= Orto Botanico dell'Università di Trieste =

Botanical garden in Italy

The Orto Botanico dell'Università di Trieste is a 4.2 hectare nature preserve and botanical garden operated by the University of Trieste in the Friuli-Venezia Giulia region of Italy.

The garden was established in 1963 on the grounds of Villa Valerio, a chocolate baron's former estate, shortly after it became university property. In 1968 two small greenhouses were added. The garden's most recent catalog was published in 1990; since then the garden has not been fully maintained.

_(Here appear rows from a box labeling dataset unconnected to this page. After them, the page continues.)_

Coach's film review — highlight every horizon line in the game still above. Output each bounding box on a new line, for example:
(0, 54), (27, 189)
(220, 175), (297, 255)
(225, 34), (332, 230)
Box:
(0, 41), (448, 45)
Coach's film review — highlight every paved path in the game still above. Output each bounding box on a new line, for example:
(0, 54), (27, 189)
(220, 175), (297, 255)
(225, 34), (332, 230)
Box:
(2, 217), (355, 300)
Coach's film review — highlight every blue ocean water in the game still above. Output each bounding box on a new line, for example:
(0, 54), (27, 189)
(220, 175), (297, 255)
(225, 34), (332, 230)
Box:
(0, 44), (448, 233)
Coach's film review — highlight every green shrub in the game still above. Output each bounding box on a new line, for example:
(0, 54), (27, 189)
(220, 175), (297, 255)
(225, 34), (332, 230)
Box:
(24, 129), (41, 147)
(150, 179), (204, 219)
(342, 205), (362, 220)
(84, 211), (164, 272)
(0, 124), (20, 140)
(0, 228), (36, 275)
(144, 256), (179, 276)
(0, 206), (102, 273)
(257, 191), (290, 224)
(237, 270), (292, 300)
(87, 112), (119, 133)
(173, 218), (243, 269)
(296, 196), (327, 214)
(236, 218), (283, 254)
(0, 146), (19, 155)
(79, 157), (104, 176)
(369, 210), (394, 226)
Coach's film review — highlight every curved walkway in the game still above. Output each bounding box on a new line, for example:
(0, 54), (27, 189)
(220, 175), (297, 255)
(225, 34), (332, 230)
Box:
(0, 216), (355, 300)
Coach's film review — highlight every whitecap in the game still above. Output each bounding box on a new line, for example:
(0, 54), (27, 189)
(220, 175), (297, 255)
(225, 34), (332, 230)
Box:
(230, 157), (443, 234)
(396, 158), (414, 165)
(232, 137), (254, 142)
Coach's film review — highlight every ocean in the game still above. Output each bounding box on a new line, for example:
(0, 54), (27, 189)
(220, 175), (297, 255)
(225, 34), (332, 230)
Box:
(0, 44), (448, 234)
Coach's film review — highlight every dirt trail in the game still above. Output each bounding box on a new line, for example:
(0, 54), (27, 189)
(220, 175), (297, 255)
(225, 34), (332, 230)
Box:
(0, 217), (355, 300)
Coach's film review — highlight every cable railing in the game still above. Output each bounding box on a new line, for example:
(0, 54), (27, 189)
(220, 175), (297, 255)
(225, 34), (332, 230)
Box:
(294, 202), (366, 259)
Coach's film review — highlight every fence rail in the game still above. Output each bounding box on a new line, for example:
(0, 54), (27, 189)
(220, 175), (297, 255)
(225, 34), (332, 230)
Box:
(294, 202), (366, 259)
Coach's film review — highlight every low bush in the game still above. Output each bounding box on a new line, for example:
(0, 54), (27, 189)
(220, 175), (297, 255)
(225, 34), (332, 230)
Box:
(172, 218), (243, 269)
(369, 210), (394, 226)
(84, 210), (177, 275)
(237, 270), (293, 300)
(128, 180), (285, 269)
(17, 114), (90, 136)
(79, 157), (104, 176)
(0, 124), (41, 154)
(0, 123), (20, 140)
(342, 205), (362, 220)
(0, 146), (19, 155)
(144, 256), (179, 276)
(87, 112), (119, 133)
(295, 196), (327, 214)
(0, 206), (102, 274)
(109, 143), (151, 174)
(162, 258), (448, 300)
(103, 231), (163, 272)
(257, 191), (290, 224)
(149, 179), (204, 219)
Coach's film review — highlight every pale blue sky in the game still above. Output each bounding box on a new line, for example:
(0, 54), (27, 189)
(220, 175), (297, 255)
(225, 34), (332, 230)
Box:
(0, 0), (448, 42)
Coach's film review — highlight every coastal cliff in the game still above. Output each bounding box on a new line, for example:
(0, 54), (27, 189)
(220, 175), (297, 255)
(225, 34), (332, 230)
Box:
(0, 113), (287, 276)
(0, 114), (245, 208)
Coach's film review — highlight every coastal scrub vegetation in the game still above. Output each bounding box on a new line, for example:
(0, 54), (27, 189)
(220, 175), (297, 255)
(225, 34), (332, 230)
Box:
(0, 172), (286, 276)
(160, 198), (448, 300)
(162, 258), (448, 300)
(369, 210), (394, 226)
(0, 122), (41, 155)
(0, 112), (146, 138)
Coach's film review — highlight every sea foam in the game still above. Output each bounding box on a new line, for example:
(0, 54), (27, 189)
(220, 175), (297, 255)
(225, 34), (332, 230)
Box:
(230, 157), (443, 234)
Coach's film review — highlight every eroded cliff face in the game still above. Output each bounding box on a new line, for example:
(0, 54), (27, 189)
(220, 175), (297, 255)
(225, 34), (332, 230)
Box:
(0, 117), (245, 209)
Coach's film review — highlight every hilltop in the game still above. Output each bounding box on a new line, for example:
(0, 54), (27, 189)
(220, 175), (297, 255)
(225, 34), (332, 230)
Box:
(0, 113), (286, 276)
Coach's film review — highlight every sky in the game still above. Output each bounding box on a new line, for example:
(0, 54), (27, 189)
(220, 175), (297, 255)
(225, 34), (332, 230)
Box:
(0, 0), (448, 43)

At present, about 1 hectare is planted with specimens including Aesculus hippocastanum, Laurus nobilis, Prunus avium, and Sambucus nigra, as well as Helleborus, Polypodium, Seseli, and Valeriana. The remaining area is kept in a natural state; species include Carpinus orientalis, Centaurea forojuliensis, Pinus nigra, Quercus petraea, Quercus pubescens, as well as Dianthus tergestinus, Euphorbia characias wulfenii, Potentilla tommasiniana, Ruscus aculeatus, etc. One greenhouse contains a collection of about 80 species of succulent plants including Aizoaceae, Cactaceae, Crassulaceae, and Euphorbiaceae; the other is devoted to species of temperate climates.